Software Evolution Lab Projects for Undergraduate and Graduate Students
I'm looking for energetic people who love to design and build systems. I'm
interested in programming tools for understanding and visualizing the
(object-oriented) design and software architecture of large
systems so they can be evolved. I can often provide financial
support for graduate students or exceptionally qualified undergraduates.
There are several kinds of projects (examples are listed at the bottom of
this page):
- Building or enhancing software tools, including graphical
visualization tools
- Using software tools: system development or case studies
- Building on or enhancing
ActiveCampus
- Automating the CSE department: system development or enhancement
Many of these projects involve object-oriented design and
technology, program visualization, compiler technology or
software engineering. Projects are for both undergraduates (e.g., CSE
199) and graduates (e.g., CSE 293). Many of these projects could also
serve as the basis for a Master's thesis. If you are pursuing a
PhD, these projects are only a starting point. Come see me for additional
projects. As an example of a recent project that came from this page, see Walter Korman's Elbereth
project page.
For more in-depth information about these projects, you may wish to look at
my lab's research
page, which provides information about current research
projects and recent
papers. But most importantly, don't hesitate to
drop me e-mail or drop by and see me in APM 4210.
Beneficial Skills
Proficiency with Java, C/C++, Tcl/Tk, or Common Lisp
programming languages; proficiency with lex/flex, yacc/bison compiler tools.
Beneficial Background
Some background in one or more these areas is
useful:
- System Construction: Design and construction of large, complicated
software systems.
- Compilers: Classes such as CSE 131B or CSE
231.
- Software Engineering: Classes such as CSE 110, CSE210, and CSE 218.
Example Tools Projects
- Aspect Browser projects
- Integrate the Nebulous component into the JBuilder
or Forte IDE.
- Design a plug-in mechanism to ease adding new inference tools.
- Add new aspect inference tools to AB or enhance the existing ones,
e.g.,
- computing redundancies
- importing raw data
- Add an aspect agent to Nebulous or the Emacs editor.
- Add an "aspect metrics" feature.
- Integrate StarTool features (see below).
- Enhance the graphical
StarTool programming tools:
- Retarget to C++, FORTRAN, or Java using our simple
retargeting interface.
- Create a version that is not language-specific (e.g., like grep).
See the searching tools project below, as well.
- Add support for editing program source.
- Searching tools
- Design and implement a ``classifying grep'' that not only matches patterns
in your code but classifies/clusters them according to their similarity.
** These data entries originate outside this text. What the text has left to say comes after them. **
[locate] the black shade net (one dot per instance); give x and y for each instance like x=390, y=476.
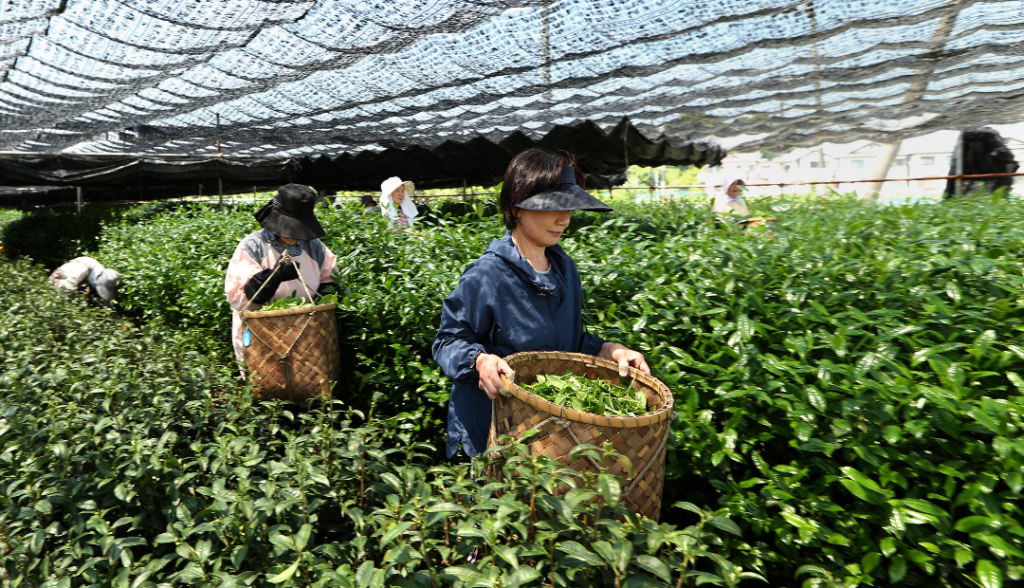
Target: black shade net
x=339, y=80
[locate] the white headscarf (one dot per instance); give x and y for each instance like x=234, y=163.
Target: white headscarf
x=727, y=204
x=387, y=206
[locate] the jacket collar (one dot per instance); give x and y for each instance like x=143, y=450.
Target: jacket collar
x=505, y=249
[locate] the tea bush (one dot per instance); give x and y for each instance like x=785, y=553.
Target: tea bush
x=53, y=236
x=847, y=382
x=129, y=458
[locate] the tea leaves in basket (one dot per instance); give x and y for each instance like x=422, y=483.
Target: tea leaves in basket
x=294, y=301
x=597, y=396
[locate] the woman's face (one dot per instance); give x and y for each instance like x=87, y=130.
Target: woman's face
x=398, y=196
x=542, y=227
x=736, y=189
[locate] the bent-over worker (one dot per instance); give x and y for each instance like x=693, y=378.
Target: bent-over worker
x=729, y=199
x=87, y=275
x=288, y=224
x=523, y=294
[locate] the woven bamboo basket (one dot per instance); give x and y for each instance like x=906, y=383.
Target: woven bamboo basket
x=293, y=353
x=642, y=438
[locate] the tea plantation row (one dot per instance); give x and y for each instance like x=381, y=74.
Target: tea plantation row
x=847, y=385
x=128, y=458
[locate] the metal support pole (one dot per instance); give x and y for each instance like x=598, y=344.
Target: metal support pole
x=546, y=52
x=913, y=93
x=958, y=154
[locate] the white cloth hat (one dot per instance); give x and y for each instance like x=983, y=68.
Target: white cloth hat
x=387, y=206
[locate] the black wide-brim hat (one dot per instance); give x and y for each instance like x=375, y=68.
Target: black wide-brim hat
x=566, y=196
x=291, y=213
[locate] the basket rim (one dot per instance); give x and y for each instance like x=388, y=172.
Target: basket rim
x=289, y=311
x=646, y=419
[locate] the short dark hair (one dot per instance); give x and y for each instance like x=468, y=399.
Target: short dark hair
x=530, y=172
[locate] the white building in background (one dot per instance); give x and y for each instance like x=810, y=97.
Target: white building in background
x=919, y=157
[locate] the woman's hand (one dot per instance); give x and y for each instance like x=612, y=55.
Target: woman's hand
x=489, y=367
x=625, y=357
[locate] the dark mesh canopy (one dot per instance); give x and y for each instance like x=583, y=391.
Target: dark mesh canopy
x=288, y=79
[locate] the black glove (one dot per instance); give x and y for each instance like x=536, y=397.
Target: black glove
x=286, y=273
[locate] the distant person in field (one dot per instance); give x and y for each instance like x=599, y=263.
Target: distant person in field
x=370, y=206
x=86, y=275
x=396, y=203
x=288, y=224
x=729, y=199
x=523, y=294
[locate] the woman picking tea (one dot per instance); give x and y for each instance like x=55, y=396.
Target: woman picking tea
x=288, y=224
x=523, y=294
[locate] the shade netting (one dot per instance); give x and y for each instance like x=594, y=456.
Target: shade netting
x=279, y=79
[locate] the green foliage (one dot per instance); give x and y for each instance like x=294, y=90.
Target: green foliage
x=848, y=384
x=54, y=236
x=596, y=396
x=128, y=458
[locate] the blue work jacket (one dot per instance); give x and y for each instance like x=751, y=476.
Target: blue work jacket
x=502, y=306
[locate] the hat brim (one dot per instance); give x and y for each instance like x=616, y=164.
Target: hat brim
x=564, y=197
x=304, y=228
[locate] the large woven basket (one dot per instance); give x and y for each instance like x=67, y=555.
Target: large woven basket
x=293, y=354
x=641, y=438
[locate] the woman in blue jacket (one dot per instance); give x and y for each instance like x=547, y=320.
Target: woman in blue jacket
x=523, y=294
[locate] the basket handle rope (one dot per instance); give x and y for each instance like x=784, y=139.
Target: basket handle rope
x=283, y=358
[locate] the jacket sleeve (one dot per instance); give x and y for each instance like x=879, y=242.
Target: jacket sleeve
x=466, y=317
x=590, y=344
x=240, y=270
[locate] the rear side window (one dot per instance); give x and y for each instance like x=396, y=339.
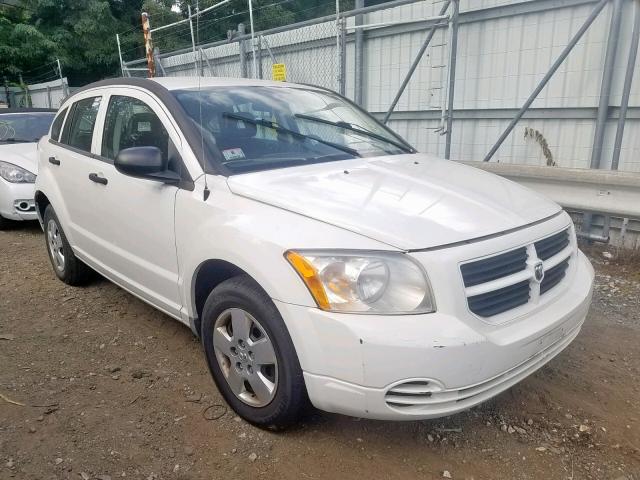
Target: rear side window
x=56, y=127
x=78, y=131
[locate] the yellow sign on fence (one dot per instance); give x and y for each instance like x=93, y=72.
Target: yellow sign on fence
x=279, y=72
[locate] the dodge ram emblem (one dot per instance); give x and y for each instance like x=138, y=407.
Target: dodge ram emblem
x=538, y=271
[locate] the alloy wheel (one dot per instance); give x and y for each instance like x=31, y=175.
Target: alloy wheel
x=54, y=241
x=246, y=357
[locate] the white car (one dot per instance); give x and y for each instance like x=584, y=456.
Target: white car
x=20, y=130
x=317, y=255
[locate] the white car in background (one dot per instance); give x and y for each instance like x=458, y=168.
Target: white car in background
x=20, y=130
x=317, y=255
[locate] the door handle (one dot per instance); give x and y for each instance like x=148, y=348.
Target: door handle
x=94, y=177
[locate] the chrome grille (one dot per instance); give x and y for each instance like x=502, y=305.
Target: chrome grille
x=502, y=282
x=554, y=276
x=548, y=247
x=501, y=300
x=492, y=268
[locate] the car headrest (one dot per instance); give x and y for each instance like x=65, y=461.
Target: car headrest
x=144, y=122
x=237, y=128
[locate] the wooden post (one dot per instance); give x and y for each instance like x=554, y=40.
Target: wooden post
x=148, y=44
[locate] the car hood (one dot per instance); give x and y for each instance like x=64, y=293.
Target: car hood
x=411, y=201
x=23, y=155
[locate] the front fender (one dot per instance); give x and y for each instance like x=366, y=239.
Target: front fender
x=253, y=236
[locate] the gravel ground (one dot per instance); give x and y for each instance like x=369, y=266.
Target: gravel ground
x=106, y=387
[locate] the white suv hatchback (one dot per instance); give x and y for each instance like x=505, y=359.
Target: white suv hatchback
x=317, y=254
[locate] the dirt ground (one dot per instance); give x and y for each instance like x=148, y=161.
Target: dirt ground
x=114, y=389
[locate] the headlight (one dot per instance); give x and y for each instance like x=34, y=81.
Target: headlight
x=364, y=282
x=14, y=174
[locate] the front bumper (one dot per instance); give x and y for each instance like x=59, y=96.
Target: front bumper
x=16, y=201
x=427, y=366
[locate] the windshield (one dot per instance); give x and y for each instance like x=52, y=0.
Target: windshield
x=24, y=127
x=261, y=128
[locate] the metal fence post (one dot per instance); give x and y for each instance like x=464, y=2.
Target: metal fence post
x=193, y=41
x=6, y=92
x=260, y=57
x=626, y=89
x=603, y=109
x=414, y=65
x=453, y=52
x=359, y=55
x=120, y=54
x=243, y=52
x=342, y=56
x=572, y=43
x=63, y=85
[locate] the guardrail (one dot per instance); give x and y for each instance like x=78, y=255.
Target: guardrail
x=599, y=191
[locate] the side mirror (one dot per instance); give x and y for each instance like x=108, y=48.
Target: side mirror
x=145, y=162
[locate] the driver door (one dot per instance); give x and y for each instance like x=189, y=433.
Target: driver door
x=134, y=233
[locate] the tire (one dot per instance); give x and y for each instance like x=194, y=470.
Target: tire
x=241, y=301
x=65, y=264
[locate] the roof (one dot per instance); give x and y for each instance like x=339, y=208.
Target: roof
x=27, y=110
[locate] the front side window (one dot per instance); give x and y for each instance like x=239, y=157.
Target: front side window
x=131, y=123
x=261, y=128
x=24, y=127
x=78, y=131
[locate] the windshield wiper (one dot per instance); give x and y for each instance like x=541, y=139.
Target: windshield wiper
x=361, y=131
x=277, y=128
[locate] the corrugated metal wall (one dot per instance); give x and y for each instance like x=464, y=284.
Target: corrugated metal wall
x=502, y=54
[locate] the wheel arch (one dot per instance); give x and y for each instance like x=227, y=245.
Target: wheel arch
x=207, y=276
x=41, y=201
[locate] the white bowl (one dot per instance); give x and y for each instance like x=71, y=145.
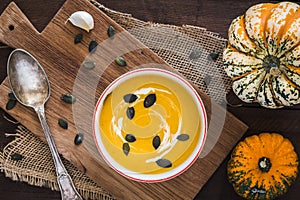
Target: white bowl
x=149, y=171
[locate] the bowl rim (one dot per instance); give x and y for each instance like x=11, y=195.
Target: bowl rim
x=140, y=177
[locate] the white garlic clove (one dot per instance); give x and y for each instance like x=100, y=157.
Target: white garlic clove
x=82, y=19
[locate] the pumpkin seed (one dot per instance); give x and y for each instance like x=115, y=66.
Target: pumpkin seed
x=89, y=64
x=111, y=31
x=164, y=163
x=78, y=139
x=207, y=79
x=195, y=54
x=68, y=98
x=121, y=61
x=130, y=138
x=11, y=104
x=93, y=46
x=126, y=148
x=63, y=123
x=183, y=137
x=130, y=98
x=149, y=100
x=130, y=112
x=16, y=156
x=156, y=142
x=213, y=56
x=78, y=38
x=12, y=96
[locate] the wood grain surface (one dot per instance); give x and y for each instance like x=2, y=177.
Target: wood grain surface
x=215, y=16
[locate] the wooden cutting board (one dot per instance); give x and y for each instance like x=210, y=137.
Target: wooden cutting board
x=54, y=48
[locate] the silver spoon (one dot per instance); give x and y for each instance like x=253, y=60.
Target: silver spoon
x=31, y=87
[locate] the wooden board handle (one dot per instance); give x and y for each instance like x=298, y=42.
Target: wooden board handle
x=15, y=28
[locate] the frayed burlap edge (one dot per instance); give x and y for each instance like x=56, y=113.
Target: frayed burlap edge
x=36, y=166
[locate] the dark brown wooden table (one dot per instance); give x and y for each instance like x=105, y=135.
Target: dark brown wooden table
x=215, y=15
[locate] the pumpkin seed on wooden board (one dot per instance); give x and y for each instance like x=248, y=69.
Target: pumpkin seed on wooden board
x=164, y=163
x=68, y=98
x=89, y=64
x=78, y=38
x=121, y=61
x=207, y=79
x=93, y=46
x=12, y=96
x=78, y=139
x=11, y=104
x=63, y=123
x=126, y=148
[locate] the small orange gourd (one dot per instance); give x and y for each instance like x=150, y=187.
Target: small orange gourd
x=263, y=166
x=263, y=54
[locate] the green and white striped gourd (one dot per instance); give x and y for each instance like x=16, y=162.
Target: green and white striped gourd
x=263, y=55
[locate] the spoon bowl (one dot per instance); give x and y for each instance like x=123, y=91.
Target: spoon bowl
x=31, y=87
x=28, y=79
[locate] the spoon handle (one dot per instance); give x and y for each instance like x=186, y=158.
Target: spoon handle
x=67, y=188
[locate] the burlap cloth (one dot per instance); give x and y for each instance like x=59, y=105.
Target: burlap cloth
x=186, y=48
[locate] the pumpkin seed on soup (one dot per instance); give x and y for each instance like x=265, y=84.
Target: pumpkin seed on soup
x=156, y=142
x=130, y=138
x=93, y=46
x=164, y=163
x=68, y=98
x=78, y=38
x=213, y=56
x=63, y=123
x=130, y=112
x=130, y=98
x=149, y=100
x=78, y=139
x=126, y=148
x=111, y=31
x=121, y=61
x=183, y=137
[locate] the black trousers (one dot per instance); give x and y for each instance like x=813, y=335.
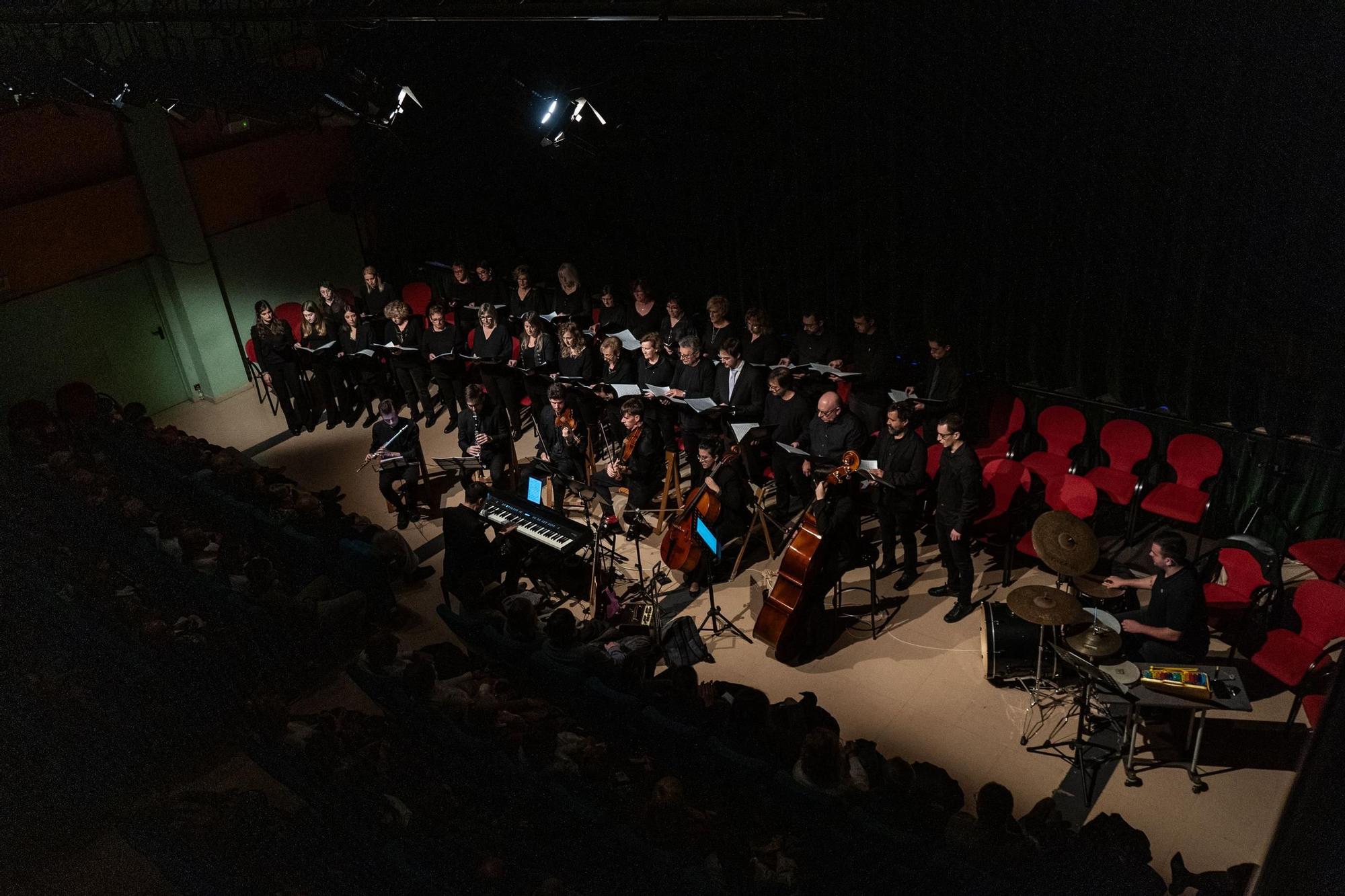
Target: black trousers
x=332, y=386
x=293, y=393
x=415, y=382
x=790, y=481
x=453, y=389
x=899, y=518
x=957, y=557
x=400, y=498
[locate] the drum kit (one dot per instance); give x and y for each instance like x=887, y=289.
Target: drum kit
x=1046, y=623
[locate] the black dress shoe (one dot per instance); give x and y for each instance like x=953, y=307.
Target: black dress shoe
x=958, y=611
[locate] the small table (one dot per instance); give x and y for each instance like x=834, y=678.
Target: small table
x=1238, y=702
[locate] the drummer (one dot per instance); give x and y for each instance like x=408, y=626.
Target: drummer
x=1174, y=628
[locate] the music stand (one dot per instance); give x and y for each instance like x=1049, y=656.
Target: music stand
x=716, y=619
x=1079, y=758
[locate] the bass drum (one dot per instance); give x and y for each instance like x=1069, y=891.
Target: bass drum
x=1008, y=643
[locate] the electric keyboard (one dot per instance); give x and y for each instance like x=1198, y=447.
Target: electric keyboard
x=540, y=524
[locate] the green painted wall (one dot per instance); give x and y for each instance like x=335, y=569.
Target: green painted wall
x=284, y=259
x=98, y=330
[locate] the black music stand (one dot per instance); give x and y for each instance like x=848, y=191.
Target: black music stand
x=1079, y=747
x=716, y=619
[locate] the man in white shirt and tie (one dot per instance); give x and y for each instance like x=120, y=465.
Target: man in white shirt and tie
x=739, y=385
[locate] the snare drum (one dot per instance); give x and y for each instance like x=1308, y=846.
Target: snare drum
x=1008, y=643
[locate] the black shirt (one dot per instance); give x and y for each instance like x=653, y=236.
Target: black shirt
x=583, y=365
x=792, y=417
x=960, y=489
x=1179, y=603
x=642, y=325
x=816, y=348
x=274, y=348
x=831, y=440
x=766, y=350
x=407, y=444
x=498, y=346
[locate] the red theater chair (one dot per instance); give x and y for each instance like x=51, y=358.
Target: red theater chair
x=1196, y=460
x=1070, y=493
x=1063, y=428
x=1304, y=659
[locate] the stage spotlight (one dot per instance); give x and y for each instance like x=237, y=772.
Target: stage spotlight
x=403, y=96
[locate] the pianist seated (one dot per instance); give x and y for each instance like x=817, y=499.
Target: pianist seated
x=469, y=552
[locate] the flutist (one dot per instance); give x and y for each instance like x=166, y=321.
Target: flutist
x=396, y=439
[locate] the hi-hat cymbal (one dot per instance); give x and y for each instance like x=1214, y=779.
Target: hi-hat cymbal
x=1046, y=606
x=1065, y=542
x=1096, y=641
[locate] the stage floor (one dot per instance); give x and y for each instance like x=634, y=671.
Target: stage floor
x=919, y=690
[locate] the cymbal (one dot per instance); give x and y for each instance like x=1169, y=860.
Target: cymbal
x=1046, y=606
x=1096, y=641
x=1065, y=542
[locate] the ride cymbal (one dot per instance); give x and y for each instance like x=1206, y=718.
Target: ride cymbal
x=1096, y=641
x=1065, y=542
x=1046, y=606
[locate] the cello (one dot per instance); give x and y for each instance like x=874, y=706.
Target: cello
x=681, y=549
x=782, y=619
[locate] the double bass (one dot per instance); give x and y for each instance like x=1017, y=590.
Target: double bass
x=782, y=619
x=681, y=549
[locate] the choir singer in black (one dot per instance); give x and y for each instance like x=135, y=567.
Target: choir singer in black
x=902, y=463
x=401, y=438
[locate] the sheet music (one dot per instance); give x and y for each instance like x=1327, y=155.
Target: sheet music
x=742, y=430
x=629, y=339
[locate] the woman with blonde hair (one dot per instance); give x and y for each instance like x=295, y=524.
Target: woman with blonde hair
x=406, y=333
x=323, y=346
x=493, y=342
x=274, y=342
x=571, y=299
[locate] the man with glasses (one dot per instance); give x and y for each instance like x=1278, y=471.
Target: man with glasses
x=958, y=502
x=693, y=378
x=738, y=385
x=484, y=432
x=831, y=434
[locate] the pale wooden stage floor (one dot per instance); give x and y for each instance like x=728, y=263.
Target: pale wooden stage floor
x=919, y=690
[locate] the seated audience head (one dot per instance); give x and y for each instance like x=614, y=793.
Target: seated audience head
x=758, y=322
x=939, y=345
x=689, y=350
x=719, y=309
x=731, y=353
x=652, y=346
x=950, y=431
x=633, y=412
x=829, y=407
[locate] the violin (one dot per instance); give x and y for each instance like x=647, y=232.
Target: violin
x=782, y=619
x=681, y=549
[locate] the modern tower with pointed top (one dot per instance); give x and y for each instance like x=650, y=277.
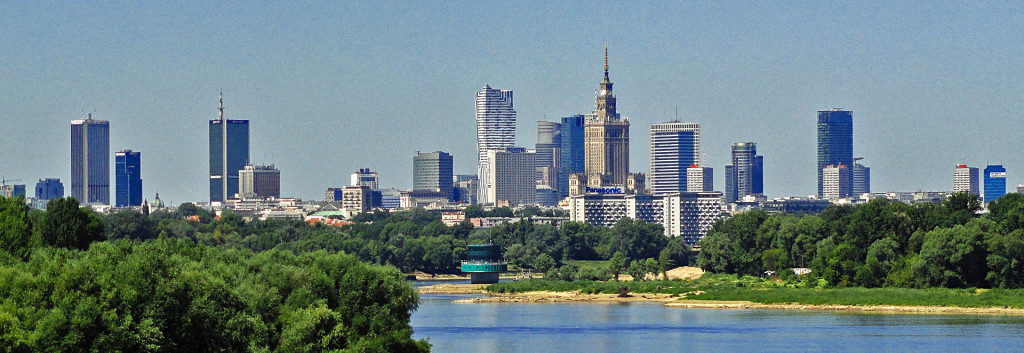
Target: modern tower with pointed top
x=228, y=155
x=90, y=161
x=606, y=136
x=495, y=130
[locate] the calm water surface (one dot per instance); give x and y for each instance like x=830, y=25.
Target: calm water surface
x=651, y=327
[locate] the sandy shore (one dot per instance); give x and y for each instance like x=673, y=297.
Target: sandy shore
x=543, y=297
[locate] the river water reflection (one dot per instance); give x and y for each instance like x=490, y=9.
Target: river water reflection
x=651, y=327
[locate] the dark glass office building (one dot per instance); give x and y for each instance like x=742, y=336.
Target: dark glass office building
x=128, y=178
x=995, y=182
x=228, y=155
x=835, y=142
x=573, y=155
x=90, y=161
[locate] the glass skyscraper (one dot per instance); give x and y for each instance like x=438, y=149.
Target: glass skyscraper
x=995, y=182
x=573, y=156
x=127, y=175
x=836, y=143
x=495, y=129
x=674, y=147
x=90, y=161
x=228, y=155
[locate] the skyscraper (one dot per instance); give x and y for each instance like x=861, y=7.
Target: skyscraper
x=259, y=182
x=128, y=176
x=966, y=179
x=607, y=136
x=861, y=178
x=674, y=147
x=433, y=172
x=228, y=155
x=495, y=128
x=512, y=176
x=835, y=142
x=995, y=182
x=745, y=175
x=549, y=156
x=573, y=156
x=49, y=188
x=90, y=161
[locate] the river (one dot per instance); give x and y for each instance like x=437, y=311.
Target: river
x=651, y=327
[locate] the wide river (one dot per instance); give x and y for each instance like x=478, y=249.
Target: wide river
x=651, y=327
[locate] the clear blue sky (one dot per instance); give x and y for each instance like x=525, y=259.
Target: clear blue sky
x=333, y=87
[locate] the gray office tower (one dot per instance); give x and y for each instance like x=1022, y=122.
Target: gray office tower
x=549, y=156
x=90, y=161
x=573, y=157
x=433, y=172
x=228, y=155
x=745, y=175
x=835, y=143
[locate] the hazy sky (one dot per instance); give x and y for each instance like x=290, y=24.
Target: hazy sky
x=333, y=87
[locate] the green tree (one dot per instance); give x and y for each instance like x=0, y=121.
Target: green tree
x=68, y=225
x=15, y=228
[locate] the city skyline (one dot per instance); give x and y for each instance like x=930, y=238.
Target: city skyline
x=747, y=72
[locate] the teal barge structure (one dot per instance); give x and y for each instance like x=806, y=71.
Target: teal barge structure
x=483, y=263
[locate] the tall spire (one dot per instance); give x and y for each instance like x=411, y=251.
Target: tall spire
x=605, y=61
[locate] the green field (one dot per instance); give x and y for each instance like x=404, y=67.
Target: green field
x=729, y=288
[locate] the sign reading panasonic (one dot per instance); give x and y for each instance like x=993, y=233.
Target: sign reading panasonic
x=605, y=189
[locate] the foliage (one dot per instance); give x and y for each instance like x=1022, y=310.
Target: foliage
x=880, y=244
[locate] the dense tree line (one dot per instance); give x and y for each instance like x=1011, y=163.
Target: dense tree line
x=880, y=244
x=62, y=289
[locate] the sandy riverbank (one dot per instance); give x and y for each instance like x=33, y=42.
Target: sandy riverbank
x=543, y=297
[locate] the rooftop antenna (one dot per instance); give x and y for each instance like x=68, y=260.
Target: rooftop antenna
x=221, y=108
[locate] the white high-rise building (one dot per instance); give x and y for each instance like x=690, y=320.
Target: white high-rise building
x=966, y=179
x=495, y=130
x=835, y=181
x=674, y=147
x=699, y=179
x=511, y=176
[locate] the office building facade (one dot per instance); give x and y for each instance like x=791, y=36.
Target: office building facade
x=835, y=143
x=512, y=177
x=606, y=136
x=995, y=182
x=433, y=172
x=836, y=181
x=259, y=182
x=228, y=155
x=495, y=128
x=966, y=180
x=128, y=177
x=674, y=147
x=90, y=161
x=745, y=175
x=49, y=188
x=573, y=158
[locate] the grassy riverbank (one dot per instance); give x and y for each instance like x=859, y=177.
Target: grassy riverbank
x=728, y=288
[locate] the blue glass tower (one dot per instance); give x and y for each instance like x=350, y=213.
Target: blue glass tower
x=90, y=161
x=835, y=143
x=573, y=155
x=995, y=182
x=228, y=155
x=128, y=176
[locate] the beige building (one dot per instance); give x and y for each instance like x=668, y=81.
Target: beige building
x=606, y=136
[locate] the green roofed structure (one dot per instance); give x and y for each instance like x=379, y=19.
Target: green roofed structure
x=483, y=263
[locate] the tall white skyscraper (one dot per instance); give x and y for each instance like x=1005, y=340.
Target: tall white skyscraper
x=495, y=129
x=674, y=147
x=966, y=179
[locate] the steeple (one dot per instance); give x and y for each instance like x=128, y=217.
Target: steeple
x=605, y=61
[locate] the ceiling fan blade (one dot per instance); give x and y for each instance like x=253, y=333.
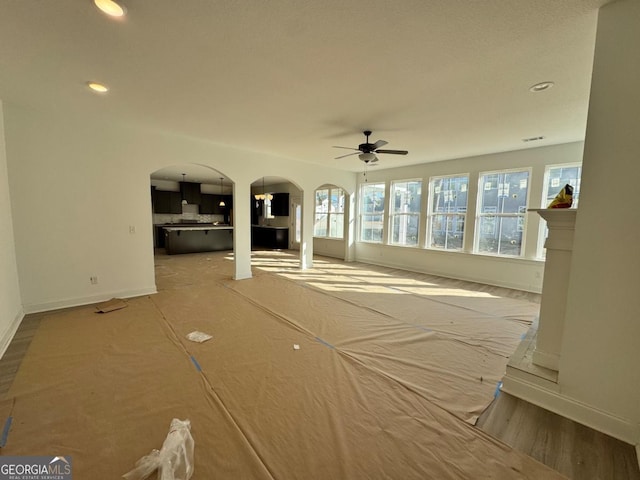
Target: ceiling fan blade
x=393, y=152
x=347, y=155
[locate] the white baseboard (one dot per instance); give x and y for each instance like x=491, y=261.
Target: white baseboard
x=487, y=281
x=617, y=427
x=75, y=302
x=546, y=359
x=11, y=330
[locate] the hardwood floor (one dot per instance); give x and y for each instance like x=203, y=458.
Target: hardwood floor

See
here
for an example of what I'm talking about, but this tool has to parse.
- Design and implement a lightweight grep-like search tool that uses parsing
or token-level matching rather than character-level lexical analysis. See the
CAWK paper
for examples of similar tools, or here for
something really similar.
- Restructuring/Refactoring
- Figure out how to visualize design problems, perhaps using design patterns, in object-oriented
software.
- Graphically display relationships amongst yacc/bison grammar rules.
- Write a dead-code detector for Java.
- Fast, scalable data-flow analysis
- Redesign a network application or service so that it can tolerate
disconnected operation without significant loss of performance or
functionality.
Example Development and Case Study Projects
Example CSE Automation Projects
- Design and implement an application for completing a grant budget,
travel voucher, or purchase order.
- Write an application for aiding class scheduling and schedule publishing.